ALFREDO FELIX BLANCO - Especial para LA MAÑANA
Las elecciones del próximo domingo, que no despiertan ni pasión ni interés entre los ciudadanos, tienen la particularidad de que es casi imposible descubrir cuáles son las diferencias de ideas económicas entre los candidatos más conocidos.
Por estos días, la hostilidad verbal entre el oficialismo y su ex aliados del “duhaldismo” es tan fuerte, como indiferenciado es su discurso económico. Esto obviamente no puede sorprender si se recuerda que el responsable de la política económica de Kirchner es la misma persona que, en su momento, lo fue de Duhalde.
Es en este contexto que los argentinos caminan al próximo acto electoral siendo testigos de una campaña en la cual parecen existir sólo dos certidumbres: la primera se refiere a que, en general, los candidatos del gobierno obtendrán buenos resultados y la segunda es que de propuestas económicas se habla relativamente poco.
Parece existir un acuerdo implícito por el cual el oficialismo “capitaliza” los éxitos en materia de crecimiento económico y reclama apoyo para seguir con el “renacer de la patria” y los opositores plantean poco más que denuncias sobre los peligros de la hegemonía política del Presidente. Un observador poco advertido podría pensar que en relación a lo económico ¡no hay nada que discutir!

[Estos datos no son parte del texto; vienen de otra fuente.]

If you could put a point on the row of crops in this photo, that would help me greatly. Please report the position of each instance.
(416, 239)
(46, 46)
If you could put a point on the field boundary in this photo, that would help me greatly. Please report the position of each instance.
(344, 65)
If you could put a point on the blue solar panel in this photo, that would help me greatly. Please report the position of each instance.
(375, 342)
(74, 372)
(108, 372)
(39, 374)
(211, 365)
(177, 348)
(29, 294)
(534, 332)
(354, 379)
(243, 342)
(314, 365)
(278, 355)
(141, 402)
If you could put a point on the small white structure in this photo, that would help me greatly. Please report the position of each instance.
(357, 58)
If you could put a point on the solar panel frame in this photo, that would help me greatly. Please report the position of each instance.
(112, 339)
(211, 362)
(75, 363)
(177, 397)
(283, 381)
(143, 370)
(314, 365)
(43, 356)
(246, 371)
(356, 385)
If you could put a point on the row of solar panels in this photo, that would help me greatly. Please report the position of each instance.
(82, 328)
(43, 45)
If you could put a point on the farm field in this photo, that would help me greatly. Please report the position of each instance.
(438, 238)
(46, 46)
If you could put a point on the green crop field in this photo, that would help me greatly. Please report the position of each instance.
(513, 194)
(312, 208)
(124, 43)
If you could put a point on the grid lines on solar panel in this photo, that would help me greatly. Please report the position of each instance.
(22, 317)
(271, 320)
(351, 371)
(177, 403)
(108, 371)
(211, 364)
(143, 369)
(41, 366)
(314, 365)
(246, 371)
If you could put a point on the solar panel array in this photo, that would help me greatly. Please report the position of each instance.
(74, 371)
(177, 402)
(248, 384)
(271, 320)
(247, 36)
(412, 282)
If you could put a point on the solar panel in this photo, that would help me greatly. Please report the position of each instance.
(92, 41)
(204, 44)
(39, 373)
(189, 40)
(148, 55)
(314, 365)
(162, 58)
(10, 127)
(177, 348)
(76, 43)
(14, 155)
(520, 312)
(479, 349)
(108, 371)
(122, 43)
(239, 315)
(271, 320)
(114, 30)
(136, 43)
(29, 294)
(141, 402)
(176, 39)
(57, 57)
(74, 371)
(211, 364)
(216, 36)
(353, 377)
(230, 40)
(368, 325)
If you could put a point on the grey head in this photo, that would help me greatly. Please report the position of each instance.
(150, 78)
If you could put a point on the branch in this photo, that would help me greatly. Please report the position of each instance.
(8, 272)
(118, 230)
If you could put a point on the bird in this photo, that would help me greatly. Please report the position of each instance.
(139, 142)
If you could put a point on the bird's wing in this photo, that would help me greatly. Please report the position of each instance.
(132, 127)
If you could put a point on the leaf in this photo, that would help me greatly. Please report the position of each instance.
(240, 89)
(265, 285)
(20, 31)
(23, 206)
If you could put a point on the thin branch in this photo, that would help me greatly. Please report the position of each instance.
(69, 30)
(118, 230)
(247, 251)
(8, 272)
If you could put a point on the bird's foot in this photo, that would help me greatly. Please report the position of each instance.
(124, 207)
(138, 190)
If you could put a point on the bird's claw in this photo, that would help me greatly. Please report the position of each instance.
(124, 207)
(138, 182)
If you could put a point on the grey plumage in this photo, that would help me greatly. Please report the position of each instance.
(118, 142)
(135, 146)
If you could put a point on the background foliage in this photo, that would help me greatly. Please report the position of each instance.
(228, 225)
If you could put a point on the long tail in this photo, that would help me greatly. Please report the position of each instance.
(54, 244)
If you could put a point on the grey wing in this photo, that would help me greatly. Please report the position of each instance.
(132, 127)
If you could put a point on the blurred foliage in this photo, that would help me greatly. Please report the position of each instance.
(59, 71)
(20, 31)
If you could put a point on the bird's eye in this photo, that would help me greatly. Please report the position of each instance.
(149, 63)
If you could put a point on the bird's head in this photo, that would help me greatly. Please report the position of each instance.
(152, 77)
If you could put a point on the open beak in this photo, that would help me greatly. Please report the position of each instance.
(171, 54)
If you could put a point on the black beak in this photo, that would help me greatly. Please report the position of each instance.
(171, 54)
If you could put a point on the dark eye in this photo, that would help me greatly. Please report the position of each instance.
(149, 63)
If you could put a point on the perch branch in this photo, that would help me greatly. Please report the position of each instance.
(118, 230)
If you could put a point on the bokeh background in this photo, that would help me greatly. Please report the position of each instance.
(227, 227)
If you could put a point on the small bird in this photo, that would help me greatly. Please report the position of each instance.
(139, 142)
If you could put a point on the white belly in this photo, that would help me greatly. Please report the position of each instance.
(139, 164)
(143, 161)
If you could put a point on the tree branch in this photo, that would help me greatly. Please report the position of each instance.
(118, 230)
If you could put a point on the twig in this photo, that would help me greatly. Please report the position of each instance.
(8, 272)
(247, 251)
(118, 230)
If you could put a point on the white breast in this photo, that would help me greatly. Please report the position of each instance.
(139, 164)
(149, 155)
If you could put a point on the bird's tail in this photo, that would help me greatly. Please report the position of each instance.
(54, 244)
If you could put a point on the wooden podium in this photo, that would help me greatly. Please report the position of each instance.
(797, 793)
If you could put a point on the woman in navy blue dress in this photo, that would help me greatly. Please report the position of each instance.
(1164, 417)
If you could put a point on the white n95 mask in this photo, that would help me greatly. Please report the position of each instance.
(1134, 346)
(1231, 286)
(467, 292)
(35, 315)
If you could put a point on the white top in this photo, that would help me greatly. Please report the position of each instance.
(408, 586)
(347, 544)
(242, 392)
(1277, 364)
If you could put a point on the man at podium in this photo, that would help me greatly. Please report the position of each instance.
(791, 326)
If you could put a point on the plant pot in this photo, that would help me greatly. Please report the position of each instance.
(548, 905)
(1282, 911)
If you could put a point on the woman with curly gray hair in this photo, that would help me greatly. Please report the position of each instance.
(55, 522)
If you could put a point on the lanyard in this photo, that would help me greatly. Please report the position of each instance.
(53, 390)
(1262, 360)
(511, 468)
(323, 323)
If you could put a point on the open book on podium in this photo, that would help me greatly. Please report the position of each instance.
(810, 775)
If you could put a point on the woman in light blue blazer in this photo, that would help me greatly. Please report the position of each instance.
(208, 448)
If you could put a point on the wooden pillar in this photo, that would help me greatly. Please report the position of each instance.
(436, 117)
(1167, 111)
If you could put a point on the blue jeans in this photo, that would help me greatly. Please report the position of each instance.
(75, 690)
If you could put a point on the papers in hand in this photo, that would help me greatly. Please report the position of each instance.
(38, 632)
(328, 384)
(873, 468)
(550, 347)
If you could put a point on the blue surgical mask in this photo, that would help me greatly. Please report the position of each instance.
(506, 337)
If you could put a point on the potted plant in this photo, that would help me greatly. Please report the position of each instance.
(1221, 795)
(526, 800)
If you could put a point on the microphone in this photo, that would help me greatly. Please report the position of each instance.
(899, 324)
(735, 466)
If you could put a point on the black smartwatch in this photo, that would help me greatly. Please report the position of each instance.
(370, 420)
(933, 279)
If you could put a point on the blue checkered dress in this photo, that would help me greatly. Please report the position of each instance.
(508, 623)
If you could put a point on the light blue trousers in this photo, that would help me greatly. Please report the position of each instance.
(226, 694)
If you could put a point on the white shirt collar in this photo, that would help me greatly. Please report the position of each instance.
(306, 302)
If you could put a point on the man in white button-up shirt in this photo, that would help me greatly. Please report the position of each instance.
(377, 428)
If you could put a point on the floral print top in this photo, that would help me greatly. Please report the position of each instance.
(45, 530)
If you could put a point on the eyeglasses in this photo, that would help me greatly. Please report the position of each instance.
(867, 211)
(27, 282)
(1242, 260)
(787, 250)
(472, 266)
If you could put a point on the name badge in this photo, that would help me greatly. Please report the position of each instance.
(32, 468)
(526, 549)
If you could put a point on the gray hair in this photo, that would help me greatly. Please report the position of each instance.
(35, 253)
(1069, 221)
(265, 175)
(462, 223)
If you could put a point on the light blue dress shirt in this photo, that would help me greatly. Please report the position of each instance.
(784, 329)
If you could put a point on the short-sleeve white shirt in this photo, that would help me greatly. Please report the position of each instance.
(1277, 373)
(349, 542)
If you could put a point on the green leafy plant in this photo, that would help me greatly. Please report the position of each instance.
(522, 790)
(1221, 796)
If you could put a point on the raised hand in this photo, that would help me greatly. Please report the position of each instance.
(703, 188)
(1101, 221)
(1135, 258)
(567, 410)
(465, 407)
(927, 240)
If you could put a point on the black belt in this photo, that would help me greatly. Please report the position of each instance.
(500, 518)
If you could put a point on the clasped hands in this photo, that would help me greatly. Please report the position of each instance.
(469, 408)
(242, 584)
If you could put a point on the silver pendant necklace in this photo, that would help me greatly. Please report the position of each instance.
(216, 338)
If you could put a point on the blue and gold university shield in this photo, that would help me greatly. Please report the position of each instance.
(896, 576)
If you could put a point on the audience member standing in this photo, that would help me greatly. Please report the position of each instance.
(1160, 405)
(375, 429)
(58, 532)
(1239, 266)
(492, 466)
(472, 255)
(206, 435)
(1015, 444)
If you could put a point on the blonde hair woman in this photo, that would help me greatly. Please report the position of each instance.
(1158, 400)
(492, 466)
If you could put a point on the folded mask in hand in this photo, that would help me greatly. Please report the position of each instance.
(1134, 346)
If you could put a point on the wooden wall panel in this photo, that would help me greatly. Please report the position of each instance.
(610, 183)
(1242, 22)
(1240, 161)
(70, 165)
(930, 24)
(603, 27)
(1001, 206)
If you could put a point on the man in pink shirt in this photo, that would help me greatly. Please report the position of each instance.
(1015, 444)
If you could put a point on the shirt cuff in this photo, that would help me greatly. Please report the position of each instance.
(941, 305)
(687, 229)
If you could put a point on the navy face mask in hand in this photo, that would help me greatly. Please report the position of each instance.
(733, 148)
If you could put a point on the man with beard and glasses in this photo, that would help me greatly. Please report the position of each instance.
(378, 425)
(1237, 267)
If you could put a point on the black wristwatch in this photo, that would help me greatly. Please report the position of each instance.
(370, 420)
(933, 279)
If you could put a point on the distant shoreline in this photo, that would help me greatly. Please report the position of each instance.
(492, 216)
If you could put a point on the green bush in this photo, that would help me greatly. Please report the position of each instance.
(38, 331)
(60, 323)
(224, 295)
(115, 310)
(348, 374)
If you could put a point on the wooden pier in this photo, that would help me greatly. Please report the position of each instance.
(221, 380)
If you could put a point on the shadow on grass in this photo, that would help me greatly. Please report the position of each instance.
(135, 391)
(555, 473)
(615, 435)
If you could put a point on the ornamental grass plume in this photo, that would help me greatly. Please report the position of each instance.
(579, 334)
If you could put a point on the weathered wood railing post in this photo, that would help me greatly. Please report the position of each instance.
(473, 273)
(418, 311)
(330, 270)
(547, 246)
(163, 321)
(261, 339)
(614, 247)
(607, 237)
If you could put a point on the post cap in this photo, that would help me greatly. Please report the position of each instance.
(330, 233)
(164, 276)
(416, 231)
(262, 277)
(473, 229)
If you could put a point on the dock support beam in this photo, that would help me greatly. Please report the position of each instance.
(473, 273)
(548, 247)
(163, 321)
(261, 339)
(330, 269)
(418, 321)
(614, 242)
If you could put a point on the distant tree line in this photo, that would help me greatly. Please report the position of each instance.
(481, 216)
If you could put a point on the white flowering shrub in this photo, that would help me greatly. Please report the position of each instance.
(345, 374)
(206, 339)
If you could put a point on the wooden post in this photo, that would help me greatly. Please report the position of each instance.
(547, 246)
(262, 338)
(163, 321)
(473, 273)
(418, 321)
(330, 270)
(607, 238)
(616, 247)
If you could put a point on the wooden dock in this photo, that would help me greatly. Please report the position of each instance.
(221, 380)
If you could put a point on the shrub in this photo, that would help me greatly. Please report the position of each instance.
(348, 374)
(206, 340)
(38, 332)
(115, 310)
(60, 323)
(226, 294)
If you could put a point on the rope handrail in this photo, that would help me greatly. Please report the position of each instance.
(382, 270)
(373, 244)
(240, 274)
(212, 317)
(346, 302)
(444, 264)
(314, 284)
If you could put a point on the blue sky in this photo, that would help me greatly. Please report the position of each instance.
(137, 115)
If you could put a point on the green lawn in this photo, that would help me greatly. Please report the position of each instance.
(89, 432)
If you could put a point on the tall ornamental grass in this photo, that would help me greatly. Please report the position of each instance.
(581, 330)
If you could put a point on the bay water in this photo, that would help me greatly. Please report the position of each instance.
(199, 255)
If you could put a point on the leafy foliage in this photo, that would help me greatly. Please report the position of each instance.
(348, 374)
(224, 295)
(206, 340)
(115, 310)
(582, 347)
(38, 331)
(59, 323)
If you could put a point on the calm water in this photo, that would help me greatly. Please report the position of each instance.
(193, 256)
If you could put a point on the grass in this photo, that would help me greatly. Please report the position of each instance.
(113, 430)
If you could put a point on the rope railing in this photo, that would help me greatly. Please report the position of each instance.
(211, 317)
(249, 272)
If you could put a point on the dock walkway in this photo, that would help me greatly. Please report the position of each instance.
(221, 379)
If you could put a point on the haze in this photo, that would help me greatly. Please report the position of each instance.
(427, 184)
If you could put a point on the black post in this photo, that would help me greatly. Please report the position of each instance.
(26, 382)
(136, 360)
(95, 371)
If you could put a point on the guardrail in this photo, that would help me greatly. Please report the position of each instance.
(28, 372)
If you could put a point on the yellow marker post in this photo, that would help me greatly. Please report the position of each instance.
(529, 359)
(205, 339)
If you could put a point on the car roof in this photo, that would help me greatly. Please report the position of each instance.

Pero la casa, ¿está en orden?

Mirada contra la trágica silueta (aún presente) de la crisis del 2001, la actual situación no puede lucir de otra forma que no sea la de un “renacer” auspicioso de la economía argentina. Resulta innegable que, más allá de la influencia de factores internacionales favorables, la evolución ha sido mucho más positiva que la esperada tanto por los “expertos” de organismos internacionales como por los “gurúes” del establishment doméstico.
El éxito del proceso de reestructuración de la deuda, más allá de algunas críticas no siempre objetivas, la relativa estabilidad de precios lograda después del shock del 2001-2002, el rápido crecimiento del Producto Bruto en los últimos años y los abultados superávit fiscales, parecen ser las fortalezas del gobierno que inhiben la crítica y el debate económico por parte de la oposición. No es despreciable tampoco la influencia que tiene la necesidad de la sociedad de “dejar atrás” los recuerdos de la mayor crisis económica, política e institucional de los últimos tiempos.
Sin embargo vale la pena consignar algunos aspectos que, después del próximo domingo, van a ocupar el espacio que hoy domina la campaña. Los siguientes podrían constituir los principales aspectos de la agenda económica poselectoral:

- Inflación: La difusión del Índice de Precios al Consumidor de setiembre alteró el estado anímico del presidente Kirchner, que volvió a denunciar a los “especuladores” que atentan contra los argentinos y procuran desestabilizar a su gobierno. En la historia económica argentina las explicaciones conspirativas han sido utilizadas muy a menudo, cada vez que la evolución de alguna variable no mostró el comportamiento deseado. En esto el Presidente no es original, ni aporta mucho a la solución del problema de la inestabilidad de precios.
El dato objetivo es que, con el crecimiento verificado en el último mes (1.2 por ciento) la inflación ya acumula un casi un 9 por ciento en lo que va del año y un 10.3 por ciento en los últimos doce meses. Ya es evidente que la meta inflacionaria del gobierno (10.5%) para el corriente año no podrá ser cumplida y existen elementos para pensar que en el último trimestre los precios mostrarán un comportamiento más dinámico aún. En primer término porque, pasadas las elecciones, el gobierno estará más dispuesto a consentir ciertos aumentos en los servicios públicos de las empresas privatizadas que hasta ahora no permite por motivos políticos. En segundo lugar porque los últimos meses del año, en particular diciembre, siempre presenta incrementos estacionales de precios.
Admitir que la meta prevista no se logrará y abandonar las explicaciones “políticas” de la inflación es imprescindible. Este reconocimiento es importante porque el primer paso para solucionar un problema es reconocer su existencia, y la inflación no sólo es una realidad sino que su tendencia es claramente creciente.
Si se considera la variación del índice de precios al consumidor entre setiembre de cada año y el mismo mes del año anterior, se puede apreciar la magnitud de la aceleración que ha registrado el fenómeno inflacionario. En el 2003 dicho valor fue del 3.5 por ciento, se elevó al 6.5 por ciento en el 2004 y, como ya dijimos, llegó a un 10.3 por ciento en el 2005. Por supuesto que, comparados con la variación que existió entre los meses de setiembre del 2001 y setiembre del 2002 (+ 38.5 %), estos valores parecen reducidos; sin embargo debe tomarse nota que los porcentajes muestran una tendencia a crecer de forma cada vez mayor.
Argentina va subiendo cada año un “escalón” del proceso inflacionario. Si no se asume que la inestabilidad de precios se está acelerando, no hay receta que resuelva la cuestión. Pasadas las elecciones, y más allá de todo voluntarismo político, surgirá como uno de los puntos más importantes de la agenda la necesidad de atacar este problema porque la inflación no es un tema coyuntural, y sus perjuicios son siempre graves.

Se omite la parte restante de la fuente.